11.12.18

Parsi Time!

Dotted around Mumbai, there's quite a few Parsi buildings; there's a monument to an influential member of the community just around the block from my hotel that has inscriptions in actual cuneiform, and I've stumbled across three or four Zoroastrian Fire Temples within a very few minutes walk.  A couple of miles away, on Malabar Hill, the Tower of Silence is hidden discreetly behind some trees; I'm not sure whether the kites circling above were taking advantage of the thermals, or whether they knew something that I didn't.  Entry to the Temples is forbidden to non-Parsis.  (This is, incidentally, different from Iran: we had no trouble visiting a Fire Temple in, if I remember rightly, Yazd.)  But if I can't get into Parsi places of worship, I can do the next best thing, which is to patronise their restaurants.

The Britannia is a few blocks east of my hotel, and it's recommended by Lonely Planet, so I pootled across there the other day with dinner in mind, only to discover that it's open only from noon until 4.  So I went there for lunch today.

The restaurant is in a building that would charitably be described as dilapidated.  Plaster has fallen from the ceiling in a couple of places, and the paint is peeling from it in many others.  The chandelier is the filthiest thing I have seen in a long time: I can't imagine that it was supposed to be grey when it was fitted.  On the walls, there are the flags of the UK, India, and Iran; these are close to pictures of Zoroaster, Gandhi, and the Queen, and of Bombay-as-was and Persepolis in the 1930s.  There's also a life-size carboard cutout of William and Kate.  The waiters are all elderly men in bowties.

The place is impossible not to love.

The waiter who brought me the menu was keen to talk me through it; he drew my attention to the chicken berry pulav.  I noted that people on the tables all around me seemed to be eating huge plates of zereshk polow, so I asked if that was what it was.  (It looked really good, but I had my heart set on the mutton dansak.)  Clearly, I'd given myself away as a Persephile; when I'd finished eating, and had paid the bill, the waiter invited me to stay sitting because he wanted me to meet the proprietor.

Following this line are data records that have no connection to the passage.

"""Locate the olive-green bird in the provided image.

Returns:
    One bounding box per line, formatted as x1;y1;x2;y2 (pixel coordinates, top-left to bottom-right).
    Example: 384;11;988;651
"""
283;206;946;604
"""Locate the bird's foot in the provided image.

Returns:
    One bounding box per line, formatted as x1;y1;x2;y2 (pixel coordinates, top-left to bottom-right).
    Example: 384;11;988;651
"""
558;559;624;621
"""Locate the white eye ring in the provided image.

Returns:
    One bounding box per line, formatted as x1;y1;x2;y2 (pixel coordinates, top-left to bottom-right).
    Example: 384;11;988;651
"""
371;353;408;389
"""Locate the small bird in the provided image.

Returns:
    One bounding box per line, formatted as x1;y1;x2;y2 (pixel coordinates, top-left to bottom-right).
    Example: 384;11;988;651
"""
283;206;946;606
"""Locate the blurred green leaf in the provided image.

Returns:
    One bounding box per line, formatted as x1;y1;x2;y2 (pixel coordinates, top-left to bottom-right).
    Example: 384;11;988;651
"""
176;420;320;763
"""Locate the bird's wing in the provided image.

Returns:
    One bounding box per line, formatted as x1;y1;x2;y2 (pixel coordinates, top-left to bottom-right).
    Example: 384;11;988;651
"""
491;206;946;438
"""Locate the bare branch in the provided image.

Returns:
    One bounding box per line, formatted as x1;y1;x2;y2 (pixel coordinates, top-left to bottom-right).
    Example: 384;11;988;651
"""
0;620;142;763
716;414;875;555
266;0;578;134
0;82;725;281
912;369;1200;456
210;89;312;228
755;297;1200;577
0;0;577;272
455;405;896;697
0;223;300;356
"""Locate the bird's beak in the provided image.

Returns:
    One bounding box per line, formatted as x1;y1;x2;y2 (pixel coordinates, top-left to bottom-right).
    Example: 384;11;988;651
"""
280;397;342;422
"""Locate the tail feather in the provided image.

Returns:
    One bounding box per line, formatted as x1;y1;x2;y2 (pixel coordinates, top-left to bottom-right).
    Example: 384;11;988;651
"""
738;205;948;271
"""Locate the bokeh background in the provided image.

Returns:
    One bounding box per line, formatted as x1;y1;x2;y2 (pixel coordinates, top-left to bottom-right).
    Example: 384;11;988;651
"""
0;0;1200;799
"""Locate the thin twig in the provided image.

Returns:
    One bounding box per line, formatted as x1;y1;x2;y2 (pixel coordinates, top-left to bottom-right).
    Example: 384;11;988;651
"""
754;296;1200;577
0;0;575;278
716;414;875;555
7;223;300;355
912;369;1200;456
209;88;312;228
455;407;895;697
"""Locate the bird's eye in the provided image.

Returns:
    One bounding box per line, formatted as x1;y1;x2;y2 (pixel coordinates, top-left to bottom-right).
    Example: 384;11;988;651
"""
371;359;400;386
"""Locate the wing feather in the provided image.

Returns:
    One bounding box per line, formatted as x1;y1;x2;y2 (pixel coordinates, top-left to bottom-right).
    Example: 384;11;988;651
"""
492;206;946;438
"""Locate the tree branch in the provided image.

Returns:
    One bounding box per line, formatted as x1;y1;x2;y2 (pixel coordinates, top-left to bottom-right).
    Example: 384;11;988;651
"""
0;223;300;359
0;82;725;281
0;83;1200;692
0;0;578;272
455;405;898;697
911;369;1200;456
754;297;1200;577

This is the proprietor.  We exchanged a few words in Persian before my memory gave out on me entirely, and then we switched to English.  (One side-effect of this is that it's brought home to me just how much I want to get that language nailed down; it really does bother me that I've not managed it yet.  I've not even had a lesson since about May.  So I shall have to get in touch with Mozghan or Nafiseh, and make a point of learning the vocabulary this time.)  He is a slightly stooping gentleman of advanced years, with a kind face and a very gentle handshake, and he told me a number of things, the credibility of which is somewhat variable.

The first was that he is 96 years old.  This I have no problem believing.  He looks well on it, though.  The second was that the world's oldest man died in Indonesia recently, aged 146.  This was reasonably widely reported, though whether I believe those reports is a different matter.  The third was that he fully intended to break that record.  I do believe that this is his intent; I cannot say whether the intent will be satisfied.  But he took such glee from the way he talked about breaking it that I really, really hope that he does manage the feat.  The fourth was that he hoped that I should live long enough to break his record, whatever that may turn out to be.  I am touched by the sentiment, but am not sure I share it.  An extra 104 years is a heck of a long time.

He told me also that he had a half-hour long meeting with the Duke and Duchess of Cornwall; since he has an A4 photo of the meeting, and is evidently very proud of it, I cannot but believe that.

But then he told me one thing that I cannot believe, but that again he delivered with amazing charm.  He couched it as a jokey sort of request: when I get back to England, or Britain, or the British Isles, or the United Kingdom ("So many names for one country!"), and the next time I see the Queen, could I tell her that she would be more than welcome to move to India to (re)take the crown there?  A new Buckingham Palace could be built, and accommodation could also be made for George, Charlotte, and Louis.

I'm not sure if this was meant as something that Indians en bloc, or the people of Mumbai, or the Parsis, or he alone wanted to see.  It seemed rude to press for more details.  I told him I'd pass on the message if I ever got the chance - though I don't think I will.  Get the chance, I mean: I will pass it on should I bump into her in Tesco.  If, however, somebody reading this does happen to meet the Queen, could they do the honours?  There's a nonagenarian restaurateur who'd be thrilled.


Oh, and I'm definitely going back there for lunch tomorrow.